Filantropia empresarial como motor da transformação educacional
Empresas do Bem

Por Daniel Grynberg
A filantropia empresarial pode ser um verdadeiro motor de transformação quando direcionada à educação. No Brasil, o Investimento Social Privado (ISP) atingiu R$5,8 bilhões em 2024, sendo que 67% desses recursos foram aplicados em iniciativas educacionais, segundo o Censo-GIFE. Esses números refletem não apenas o tamanho do investimento, mas também a maturidade de um campo que vem se estruturando para enfrentar desafios complexos e gerar um impacto duradouro.
Quando aplicada estrategicamente à educação, a filantropia corporativa pode gerar impacto concreto. Os Espaços de Inovação instalados em Belo Horizonte e Luiz Antônio (SP), implementados pelo Grupo +Unidos, já somam mais de 7 mil atendimentos em cursos, oficinas e laboratórios digitais que conectam estudantes da rede pública a tecnologias emergentes e experiências práticas.
Em Belo Horizonte, o espaço inaugurado em 2025 já contabiliza quase 700 inscrições em trilhas formativas em menos de um ano de operação, enquanto em Luiz Antônio, desde 2024, 3.549 estudantes participaram de 205 oficinas distribuídas em quatro escolas municipais, mostrando que cada número reflete oportunidades concretas para crianças e jovens desenvolverem habilidades digitais, socioemocionais e criativas, ampliar repertórios, despertar interesses e abrir caminhos para novas trajetórias.
O investimento social bem estruturado amplia equidade e inclusão, e as empresas têm um papel importante na promoção de uma sociedade mais justa e igualitária, concentrando esforços em ações que realmente transformam a vida das pessoas, especialmente por meio da educação, que é a base para qualquer mudança duradoura, de modo que a filantropia corporativa, quando pensada estrategicamente, se torna um instrumento de impacto social capaz de gerar mudanças estruturais na educação pública
Os estudantes ganham oportunidades de desenvolver habilidades digitais, socioemocionais e criativas, explorando novas formas de aprender e se engajar com o conteúdo. Ao mesmo tempo, os professores passam a contar com ferramentas e metodologias que conectam tecnologia ao currículo, tornando o ensino mais dinâmico e eficaz, e mostrando que a filantropia estratégica e colaborativa fortalece a articulação entre empresas, sociedade civil e poder público, ampliando o alcance e a continuidade das ações.

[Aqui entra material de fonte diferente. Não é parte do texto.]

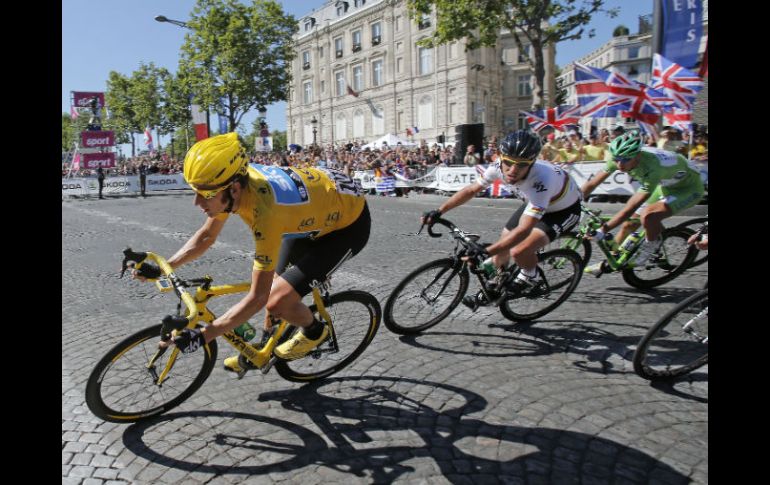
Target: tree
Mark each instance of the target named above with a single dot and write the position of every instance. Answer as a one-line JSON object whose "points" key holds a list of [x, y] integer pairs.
{"points": [[237, 57], [539, 22], [119, 98]]}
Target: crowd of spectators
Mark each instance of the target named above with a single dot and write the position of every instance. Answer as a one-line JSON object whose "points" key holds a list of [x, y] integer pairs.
{"points": [[415, 161]]}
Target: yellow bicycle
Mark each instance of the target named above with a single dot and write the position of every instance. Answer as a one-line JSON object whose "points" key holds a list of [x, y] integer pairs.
{"points": [[138, 379]]}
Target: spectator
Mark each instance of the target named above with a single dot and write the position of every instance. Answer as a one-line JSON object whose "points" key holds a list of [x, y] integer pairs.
{"points": [[471, 157]]}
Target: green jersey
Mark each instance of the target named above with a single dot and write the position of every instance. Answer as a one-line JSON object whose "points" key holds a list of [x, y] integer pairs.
{"points": [[658, 167]]}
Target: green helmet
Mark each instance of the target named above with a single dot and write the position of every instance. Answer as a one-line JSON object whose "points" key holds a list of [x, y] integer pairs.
{"points": [[626, 145]]}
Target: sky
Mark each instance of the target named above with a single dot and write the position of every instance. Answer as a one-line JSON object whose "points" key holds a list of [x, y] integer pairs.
{"points": [[99, 36]]}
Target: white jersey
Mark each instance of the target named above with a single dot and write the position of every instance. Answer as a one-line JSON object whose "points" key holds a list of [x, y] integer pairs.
{"points": [[547, 188]]}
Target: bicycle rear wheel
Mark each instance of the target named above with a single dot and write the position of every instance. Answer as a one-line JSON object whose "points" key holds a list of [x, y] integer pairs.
{"points": [[693, 225], [675, 257], [426, 296], [356, 317], [677, 343], [560, 270], [121, 388]]}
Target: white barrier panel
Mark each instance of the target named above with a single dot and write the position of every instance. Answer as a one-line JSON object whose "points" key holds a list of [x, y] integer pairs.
{"points": [[121, 185]]}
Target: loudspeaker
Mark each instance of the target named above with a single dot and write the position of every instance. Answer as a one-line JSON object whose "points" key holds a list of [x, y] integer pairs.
{"points": [[471, 134]]}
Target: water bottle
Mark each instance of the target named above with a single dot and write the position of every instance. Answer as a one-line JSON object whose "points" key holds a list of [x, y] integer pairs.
{"points": [[631, 241], [489, 267], [246, 331]]}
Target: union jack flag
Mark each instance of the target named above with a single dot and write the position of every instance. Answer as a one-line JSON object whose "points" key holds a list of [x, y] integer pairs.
{"points": [[679, 118], [678, 83], [593, 92], [557, 117]]}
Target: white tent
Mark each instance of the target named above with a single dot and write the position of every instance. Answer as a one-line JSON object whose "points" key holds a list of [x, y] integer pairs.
{"points": [[390, 140]]}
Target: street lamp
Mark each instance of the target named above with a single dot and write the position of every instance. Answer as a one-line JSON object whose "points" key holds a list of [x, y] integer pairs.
{"points": [[179, 23], [314, 122]]}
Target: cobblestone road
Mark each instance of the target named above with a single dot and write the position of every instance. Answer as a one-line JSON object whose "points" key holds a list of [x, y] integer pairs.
{"points": [[476, 399]]}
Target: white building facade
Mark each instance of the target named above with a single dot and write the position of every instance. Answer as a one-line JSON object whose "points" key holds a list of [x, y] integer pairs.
{"points": [[360, 74]]}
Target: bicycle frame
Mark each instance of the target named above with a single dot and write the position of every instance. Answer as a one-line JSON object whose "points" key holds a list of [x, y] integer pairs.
{"points": [[199, 312]]}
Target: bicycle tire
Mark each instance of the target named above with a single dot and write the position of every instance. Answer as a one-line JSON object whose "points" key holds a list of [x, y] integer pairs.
{"points": [[702, 256], [127, 360], [352, 337], [404, 307], [637, 276], [571, 240], [569, 282], [652, 363]]}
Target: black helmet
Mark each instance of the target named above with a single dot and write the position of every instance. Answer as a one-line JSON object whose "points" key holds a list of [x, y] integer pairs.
{"points": [[520, 144]]}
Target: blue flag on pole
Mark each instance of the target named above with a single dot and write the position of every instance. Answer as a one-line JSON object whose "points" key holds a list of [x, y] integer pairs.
{"points": [[682, 30]]}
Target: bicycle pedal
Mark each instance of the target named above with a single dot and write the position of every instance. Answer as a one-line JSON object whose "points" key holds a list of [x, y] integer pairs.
{"points": [[266, 368]]}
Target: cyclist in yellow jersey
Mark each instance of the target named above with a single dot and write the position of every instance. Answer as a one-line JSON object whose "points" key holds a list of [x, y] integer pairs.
{"points": [[312, 218]]}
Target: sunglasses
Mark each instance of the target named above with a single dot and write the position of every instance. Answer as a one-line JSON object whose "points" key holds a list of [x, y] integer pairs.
{"points": [[509, 162]]}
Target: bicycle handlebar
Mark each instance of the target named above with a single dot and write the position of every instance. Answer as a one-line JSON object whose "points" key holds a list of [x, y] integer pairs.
{"points": [[139, 257]]}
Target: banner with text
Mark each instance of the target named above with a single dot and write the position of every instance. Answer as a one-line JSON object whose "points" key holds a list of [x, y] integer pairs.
{"points": [[96, 139]]}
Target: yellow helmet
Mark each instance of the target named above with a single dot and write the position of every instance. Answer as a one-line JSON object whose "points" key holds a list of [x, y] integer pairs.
{"points": [[212, 164]]}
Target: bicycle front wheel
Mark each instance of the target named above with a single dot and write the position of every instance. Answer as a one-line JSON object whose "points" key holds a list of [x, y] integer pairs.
{"points": [[426, 296], [121, 388], [560, 271], [356, 317], [675, 256], [677, 343]]}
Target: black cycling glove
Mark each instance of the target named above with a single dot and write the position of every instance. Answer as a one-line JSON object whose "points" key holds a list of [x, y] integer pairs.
{"points": [[189, 340], [431, 216], [149, 271]]}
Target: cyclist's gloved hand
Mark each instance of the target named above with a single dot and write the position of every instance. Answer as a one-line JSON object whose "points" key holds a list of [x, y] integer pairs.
{"points": [[430, 216], [189, 340], [149, 271]]}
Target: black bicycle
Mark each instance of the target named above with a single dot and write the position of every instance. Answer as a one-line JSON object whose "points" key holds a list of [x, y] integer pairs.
{"points": [[427, 295], [677, 343]]}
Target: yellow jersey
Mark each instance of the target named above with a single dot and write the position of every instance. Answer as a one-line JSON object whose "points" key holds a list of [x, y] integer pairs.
{"points": [[289, 202]]}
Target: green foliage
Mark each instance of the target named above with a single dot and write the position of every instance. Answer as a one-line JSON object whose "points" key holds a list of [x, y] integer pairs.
{"points": [[237, 56], [534, 22]]}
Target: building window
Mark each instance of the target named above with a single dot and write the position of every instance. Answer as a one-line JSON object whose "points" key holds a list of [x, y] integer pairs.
{"points": [[358, 124], [522, 122], [358, 78], [376, 33], [525, 88], [378, 121], [377, 73], [424, 21], [526, 51], [340, 127], [426, 60], [338, 46], [339, 78], [425, 112]]}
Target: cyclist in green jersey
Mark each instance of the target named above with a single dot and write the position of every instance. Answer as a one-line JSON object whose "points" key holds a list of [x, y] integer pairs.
{"points": [[668, 186]]}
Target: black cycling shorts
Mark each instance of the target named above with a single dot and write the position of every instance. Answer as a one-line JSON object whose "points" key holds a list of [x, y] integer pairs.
{"points": [[552, 224], [317, 259]]}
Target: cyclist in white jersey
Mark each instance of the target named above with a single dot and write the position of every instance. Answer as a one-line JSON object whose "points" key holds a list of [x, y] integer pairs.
{"points": [[553, 204]]}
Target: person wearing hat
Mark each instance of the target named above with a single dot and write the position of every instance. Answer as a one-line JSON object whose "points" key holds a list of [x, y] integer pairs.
{"points": [[550, 151]]}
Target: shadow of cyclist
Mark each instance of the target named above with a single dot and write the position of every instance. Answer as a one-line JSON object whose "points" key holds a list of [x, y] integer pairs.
{"points": [[383, 429]]}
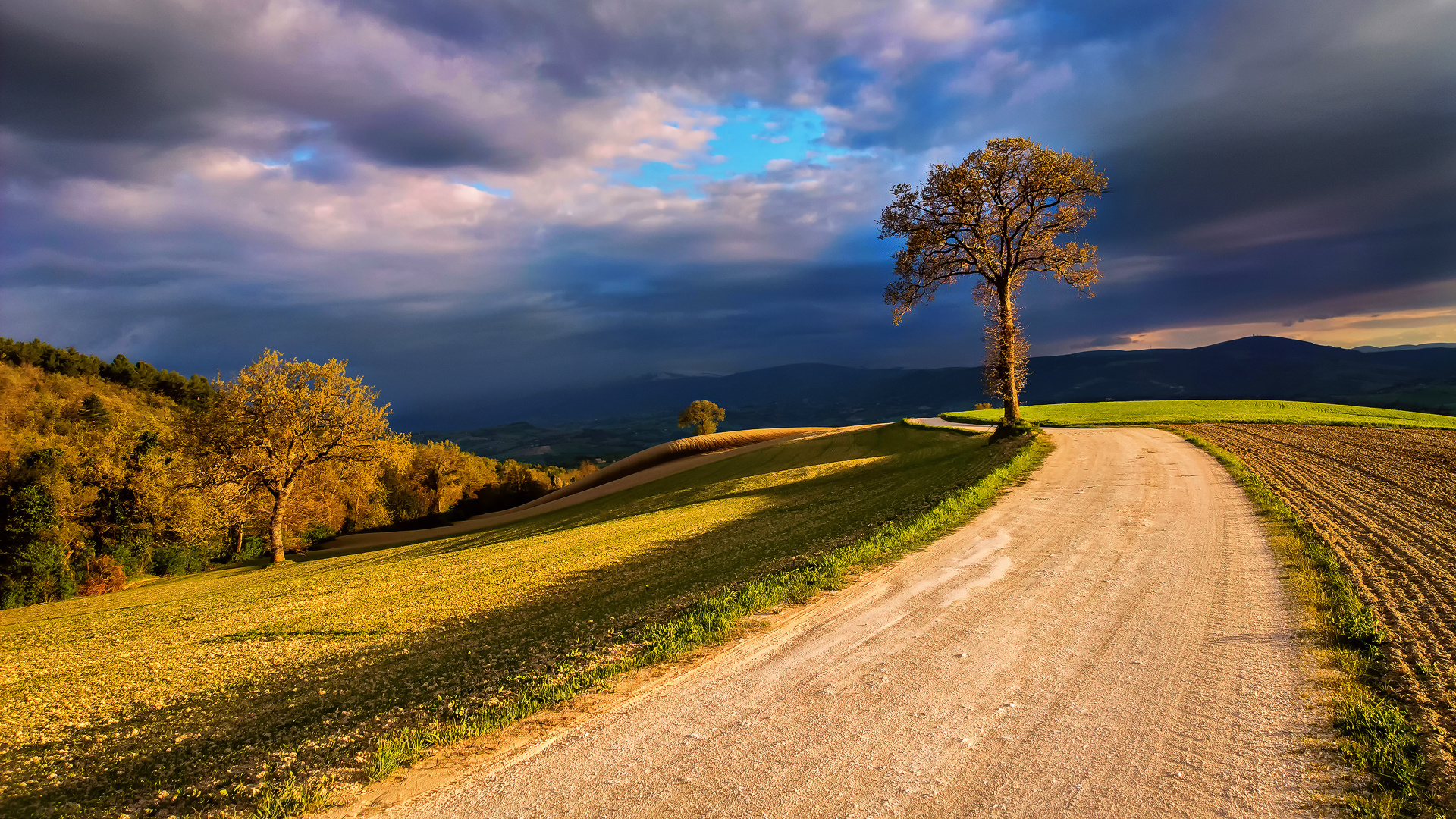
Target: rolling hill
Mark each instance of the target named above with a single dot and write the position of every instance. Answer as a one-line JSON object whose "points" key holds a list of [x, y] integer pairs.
{"points": [[617, 419]]}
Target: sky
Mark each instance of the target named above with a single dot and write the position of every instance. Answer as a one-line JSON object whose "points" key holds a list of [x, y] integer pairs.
{"points": [[475, 200]]}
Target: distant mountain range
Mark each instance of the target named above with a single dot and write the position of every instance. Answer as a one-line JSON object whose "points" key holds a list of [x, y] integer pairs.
{"points": [[622, 417]]}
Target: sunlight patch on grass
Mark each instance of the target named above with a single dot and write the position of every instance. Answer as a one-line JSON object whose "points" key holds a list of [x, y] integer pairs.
{"points": [[251, 687]]}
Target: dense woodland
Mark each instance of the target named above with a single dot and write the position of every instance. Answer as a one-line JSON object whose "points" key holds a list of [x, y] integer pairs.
{"points": [[99, 485]]}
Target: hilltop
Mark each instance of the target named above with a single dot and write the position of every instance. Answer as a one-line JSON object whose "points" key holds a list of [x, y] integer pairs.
{"points": [[622, 417]]}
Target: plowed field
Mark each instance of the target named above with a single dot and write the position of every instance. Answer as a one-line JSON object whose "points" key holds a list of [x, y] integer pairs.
{"points": [[1386, 502]]}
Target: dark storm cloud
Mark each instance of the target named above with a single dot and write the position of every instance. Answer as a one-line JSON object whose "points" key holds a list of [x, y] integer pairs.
{"points": [[64, 79], [1269, 162]]}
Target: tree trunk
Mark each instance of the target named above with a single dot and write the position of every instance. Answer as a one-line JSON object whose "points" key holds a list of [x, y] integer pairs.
{"points": [[1008, 343], [275, 521]]}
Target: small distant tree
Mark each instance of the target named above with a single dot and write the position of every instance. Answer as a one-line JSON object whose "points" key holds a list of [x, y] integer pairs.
{"points": [[280, 419], [998, 216], [702, 416]]}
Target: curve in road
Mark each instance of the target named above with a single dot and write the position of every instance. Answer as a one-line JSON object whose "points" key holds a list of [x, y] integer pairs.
{"points": [[1109, 640]]}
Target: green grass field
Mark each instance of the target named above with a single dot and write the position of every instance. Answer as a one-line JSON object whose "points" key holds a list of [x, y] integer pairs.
{"points": [[1142, 413], [204, 694]]}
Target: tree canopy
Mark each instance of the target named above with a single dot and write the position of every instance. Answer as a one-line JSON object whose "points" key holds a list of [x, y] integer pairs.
{"points": [[280, 419], [702, 416], [996, 215]]}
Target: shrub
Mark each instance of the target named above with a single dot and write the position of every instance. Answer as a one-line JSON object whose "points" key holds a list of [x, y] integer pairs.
{"points": [[102, 575]]}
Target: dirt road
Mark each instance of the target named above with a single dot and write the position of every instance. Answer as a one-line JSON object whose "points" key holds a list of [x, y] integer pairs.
{"points": [[1109, 640]]}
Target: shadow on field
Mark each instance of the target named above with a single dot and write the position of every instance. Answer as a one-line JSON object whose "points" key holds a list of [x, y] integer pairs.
{"points": [[327, 713]]}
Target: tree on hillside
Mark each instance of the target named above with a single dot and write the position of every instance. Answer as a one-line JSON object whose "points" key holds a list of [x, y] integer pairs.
{"points": [[998, 216], [280, 419], [702, 416]]}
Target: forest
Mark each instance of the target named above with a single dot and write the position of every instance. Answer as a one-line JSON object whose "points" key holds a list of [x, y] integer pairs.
{"points": [[102, 482]]}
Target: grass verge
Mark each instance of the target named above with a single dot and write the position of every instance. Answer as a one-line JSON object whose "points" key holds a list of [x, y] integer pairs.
{"points": [[714, 617], [1244, 411], [1376, 738]]}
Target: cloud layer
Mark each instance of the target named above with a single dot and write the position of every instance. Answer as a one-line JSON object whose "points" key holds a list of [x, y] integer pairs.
{"points": [[481, 199]]}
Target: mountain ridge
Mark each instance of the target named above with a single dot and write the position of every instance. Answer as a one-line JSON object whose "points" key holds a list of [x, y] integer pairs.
{"points": [[612, 420]]}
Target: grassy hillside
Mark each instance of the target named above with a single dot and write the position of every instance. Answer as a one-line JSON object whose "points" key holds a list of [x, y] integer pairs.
{"points": [[204, 692], [1126, 413]]}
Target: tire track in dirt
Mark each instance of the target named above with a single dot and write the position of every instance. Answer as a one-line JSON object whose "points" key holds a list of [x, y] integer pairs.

Nos Estados Unidos, maior mercado filantrópico do mundo, as doações alcançaram US$ 592,5 bilhões em 2024, segundo o Giving USA, o principal relatório sobre filantropia do país publicado anualmente pela Giving USA Foundation em parceria com a Lilly Family School of Philanthropy. Trata-se do segundo maior volume já registrado quando ajustado pela inflação, o que reforça a relevância econômica do setor. Uma parcela significativa desse montante foi destinada à área da educação, tema historicamente prioritário tanto para doadores individuais quanto para fundações e organizações que atuam no campo social.
Investir em educação por meio de iniciativas demonstra que a filantropia corporativa pode criar oportunidades reais e duradouras. Ela ajuda a reduzir desigualdades, amplia o acesso a tecnologias e experiências que antes eram restritas a poucos, e promove o desenvolvimento de habilidades essenciais para que jovens e comunidades possam construir um futuro mais justo e inclusivo.
A opinião dos colunistas não reflete, necessariamente, a opinião do Observatório do Terceiro Setor.